I'm having a heckuva time dealing with slow MySQL queries in Python. In one area of my application, "load data infile" goes quick. In an another area, the select queries are VERY slow.
Executing the same query in PhpMyAdmin AND Navicat (as a second test) yields a response ~5x faster than in Python.
A few notes...
- I switched to MySQLdb as the connector and am also using SSCursor. No performance increase.
- The database is optimized, indexed etc. I'm porting this application to Python from PHP/Codeigniter where it ran fine (I foolishly thought getting out of PHP would help speed it up)

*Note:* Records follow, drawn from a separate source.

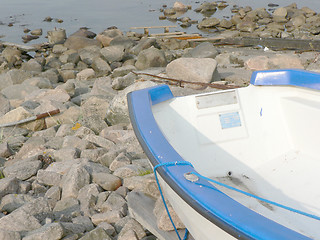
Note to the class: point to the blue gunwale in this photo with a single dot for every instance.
(221, 210)
(292, 77)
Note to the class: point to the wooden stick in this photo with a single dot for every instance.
(39, 116)
(213, 85)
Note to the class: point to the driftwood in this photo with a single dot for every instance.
(146, 29)
(141, 208)
(181, 82)
(21, 47)
(39, 116)
(272, 43)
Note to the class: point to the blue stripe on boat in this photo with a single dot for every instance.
(224, 212)
(293, 77)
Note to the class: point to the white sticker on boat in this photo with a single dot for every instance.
(230, 120)
(216, 99)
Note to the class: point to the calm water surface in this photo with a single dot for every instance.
(100, 14)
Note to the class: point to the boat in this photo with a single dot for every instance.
(241, 163)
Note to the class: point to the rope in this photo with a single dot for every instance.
(254, 196)
(223, 185)
(162, 196)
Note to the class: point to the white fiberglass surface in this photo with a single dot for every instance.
(264, 142)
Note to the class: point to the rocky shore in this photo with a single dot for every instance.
(67, 176)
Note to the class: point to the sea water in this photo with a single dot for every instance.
(101, 14)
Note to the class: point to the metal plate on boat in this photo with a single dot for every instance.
(230, 120)
(216, 99)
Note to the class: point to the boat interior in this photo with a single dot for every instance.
(260, 139)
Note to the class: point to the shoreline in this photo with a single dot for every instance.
(69, 175)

- PHP/Codeigniter executes the select queries swiftly. For example, one key aspect of the application takes ~2 seconds in PHP/Codeigniter, but is taking 10 seconds in Python BEFORE any of the analysis of the data is done.
My link to the database is fairly standard...
dbconn=MySQLdb.connect(host="127.0.0.1",user="*",passwd="*",db="*", cursorclass = MySQLdb.cursors.SSCursor)
Any insights/help/advice would be greatly appreciated!
UPDATE
In terms of fetching/handling the results, I've tried it a few ways. The initial query is fairly standard...
# Run Query
cursor.execute(query)
I removed all of the code within this loop just to make sure it wasn't the case bottlekneck, and it's not. I put dummy code in its place. The entire process did not speed up at all.
db_results = "test"
# Loop Results
for row in cursor:
a = 0 (this was the dummy code I put in to test)
return db_results
The query result itself is only 501 rows (large amount of columns)... took 0.029 seconds outside of Python. Taking significantly longer than that within Python.
The project is related to horse racing. The query is done within this function. The query itself is long, however, it runs well outside of Python. I commented out the code within the loop on purpose for testing... also the print(query) in hopes of figuring this out.
# Get PPs
def get_pps(race_ids):
# Comma Race List
race_list = ','.join(map(str, race_ids))
# PPs Query
query = ("SELECT raceindex.race_id, entries.entry_id, entries.prognum, runlines.line_id, runlines.track_code, runlines.race_date, runlines.race_number, runlines.horse_name, runlines.line_date, runlines.line_track, runlines.line_race, runlines.surface, runlines.distance, runlines.starters, runlines.race_grade, runlines.post_position, runlines.c1pos, runlines.c1posn, runlines.c1len, runlines.c2pos, runlines.c2posn, runlines.c2len, runlines.c3pos, runlines.c3posn, runlines.c3len, runlines.c4pos, runlines.c4posn, runlines.c4len, runlines.c5pos, runlines.c5posn, runlines.c5len, runlines.finpos, runlines.finposn, runlines.finlen, runlines.dq, runlines.dh, runlines.dqplace, runlines.beyer, runlines.weight, runlines.comment, runlines.long_comment, runlines.odds, runlines.odds_position, runlines.entries, runlines.track_variant, runlines.speed_rating, runlines.sealed_track, runlines.frac1, runlines.frac2, runlines.frac3, runlines.frac4, runlines.frac5, runlines.frac6, runlines.final_time, charts.raceshape "
"FROM hrdb_raceindex raceindex "
"INNER JOIN hrdb_runlines runlines ON runlines.race_date = raceindex.race_date AND runlines.track_code = raceindex.track_code AND runlines.race_number = raceindex.race_number "
"INNER JOIN hrdb_entries entries ON entries.race_date=runlines.race_date AND entries.track_code=runlines.track_code AND entries.race_number=runlines.race_number AND entries.horse_name=runlines.horse_name "
"LEFT JOIN hrdb_charts charts ON runlines.line_date = charts.race_date AND runlines.line_track = charts.track_code AND runlines.line_race = charts.race_number "
"WHERE raceindex.race_id IN (" + race_list + ") "
"ORDER BY runlines.line_date DESC;")
print(query)
# Run Query
cursor.execute(query)
# Query Fields
fields = [i[0] for i in cursor.description]
# PPs List
pps = []
# Loop Results
for row in cursor:
a = 0
#this_pp = {}
#for i, value in enumerate(row):
# this_pp[fields[i]] = value
#pps.append(this_pp)
return pps
One final note... I haven't considered the ideal way to handle the result. I believe one cursor allows the result to come back as a set of dictionaries. I haven't even made it to that point yet as the query and return itself is so slow.